Remember these truths when envy shows up:

  • You see the highlight, not the whole story.

  • Their “success” cost them sacrifices you don’t see.

  • Many of them are miserable behind the curtain.

Example: the rich young guy with crypto, a media company, and a fitness brand. Looks amazing. But his attention is split. He may be wealthy, but he robbed himself of mastery.

Don’t copy someone’s surface. Build your foundation.




5. Make curiosity a side-hobby, not a second job


Curiosity isn’t the enemy. Acting on every curiosity is.

Rule: collect curiosities, don’t commit to them.

How? Keep a “Curiosity Notebook.” When a new idea excites you, write it down. That’s it.


Curiosity Notebook: 48 Laws of Power, focus on one thing.

Don’t act on it until your main project is stable for 12 months.





6. Connect your interests with a through-line


If you already juggle multiple projects, try this:

  • Write each interest on a sticky note.

  • Ask: What audience or problem do these overlap with?

  • If you find a real link, build one brand around it. If not, cut ruthlessly.


Example: crypto + media + sports + fitness. The through-line could be “celebrity/film media.” That umbrella can absorb all those interests.


But if the through-line feels fake? Trust that feeling. Kill the noise.




7. The whip story


When you get tempted to split focus, remember this.

An 18-year-old entrepreneur emailed his investor with a new idea. His investor replied like a whip:

“If you don’t focus on one thing now, you’ll never be successful.”

Brutal. True.


Mentors and investors have seen the pattern: Scattered attention = scattered results.

Learn from their scars. Don’t collect your own.




8. Tactical habits that protect focus


Protect your attention like a fortress:

  • Time blocking: two deep work blocks daily. Non-negotiable.

  • Idea hour: one weekly hour for brainstorming. Nothing more.

  • Social boundaries: max 20 minutes/day. Delete triggers during work.

  • Accountability: one person who calls you out weekly.

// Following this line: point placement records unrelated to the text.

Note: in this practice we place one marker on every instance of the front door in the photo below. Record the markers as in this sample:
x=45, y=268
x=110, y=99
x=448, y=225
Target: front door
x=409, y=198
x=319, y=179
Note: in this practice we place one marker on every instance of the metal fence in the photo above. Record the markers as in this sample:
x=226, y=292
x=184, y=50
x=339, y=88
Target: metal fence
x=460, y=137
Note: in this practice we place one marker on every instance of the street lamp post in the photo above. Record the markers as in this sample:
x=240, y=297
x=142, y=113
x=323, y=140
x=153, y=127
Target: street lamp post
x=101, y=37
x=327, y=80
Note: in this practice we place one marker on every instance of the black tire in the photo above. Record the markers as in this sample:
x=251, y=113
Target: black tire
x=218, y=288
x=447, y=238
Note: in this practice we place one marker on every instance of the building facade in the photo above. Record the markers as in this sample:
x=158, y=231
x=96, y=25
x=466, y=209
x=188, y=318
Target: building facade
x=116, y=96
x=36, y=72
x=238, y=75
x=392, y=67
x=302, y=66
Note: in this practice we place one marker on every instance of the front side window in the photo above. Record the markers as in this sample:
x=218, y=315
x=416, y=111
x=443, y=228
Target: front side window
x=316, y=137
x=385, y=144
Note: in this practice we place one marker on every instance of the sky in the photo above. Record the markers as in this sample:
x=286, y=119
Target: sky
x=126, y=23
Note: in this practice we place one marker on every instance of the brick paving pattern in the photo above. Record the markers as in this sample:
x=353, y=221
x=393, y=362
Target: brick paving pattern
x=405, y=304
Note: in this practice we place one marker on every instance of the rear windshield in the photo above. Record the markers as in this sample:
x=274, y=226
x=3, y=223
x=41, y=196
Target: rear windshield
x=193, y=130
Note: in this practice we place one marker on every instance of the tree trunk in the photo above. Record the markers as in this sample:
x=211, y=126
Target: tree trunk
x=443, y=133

  • Minimum viable practice: the smallest daily action that moves you forward.



9. When can you diversify?


Diversification isn’t evil. It’s just often premature.

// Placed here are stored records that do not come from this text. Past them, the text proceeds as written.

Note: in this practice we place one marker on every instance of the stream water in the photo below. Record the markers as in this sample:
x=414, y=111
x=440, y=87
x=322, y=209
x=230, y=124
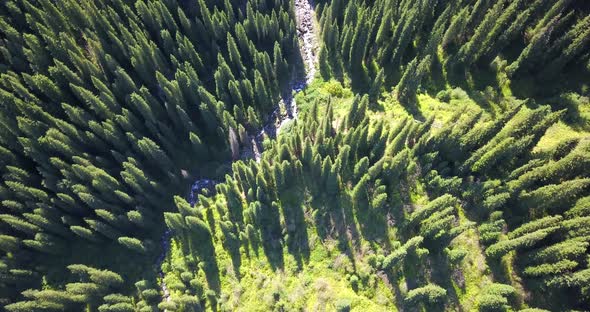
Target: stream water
x=305, y=18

Here are the signals you’re ready:

  • You’ve sustained results for at least 12 months.

  • You can explain in one sentence why it works.

  • You have time margins (team, capital, or systems) that allow expansion without killing the core.

If you don’t meet these signals? Don’t diversify. You’re not ready.





10. Recovery if you’ve spread thin



If you’re already juggling too much, here’s how to recover:

  1. Audit. List every project.


    Score each 1–10 on love and impact.

  2. Kill or mothball the bottom half. Be ruthless.

  3. Double down on the top one for 90 days. Track one metric only.

If you skip this? You’ll be the person saying, “I had a chance, but I never claimed it.”





Quick checklist


  • Pick one thing. Write it in one sentence.

  • Sign a 36-month focus contract.

  • Block two deep work sessions daily.

  • Start a curiosity notebook.

  • Share your focus sentence with someone who will hold you accountable.





Here’s the catch



Pick the one thing that, if it worked, would make everything else easier.


If you can’t answer in five minutes, you’re not listening to yourself — you’re listening to the world.


The world sells distraction because distraction is profitable. You are the product.

Stop selling yourself short.


Focus is selfish in the right way. It’s how you build something that lasts.

Be boring about the process. Be ruthless about distractions. Be patient with results.


That’s how you win.

Now pick one thing. Then do the work.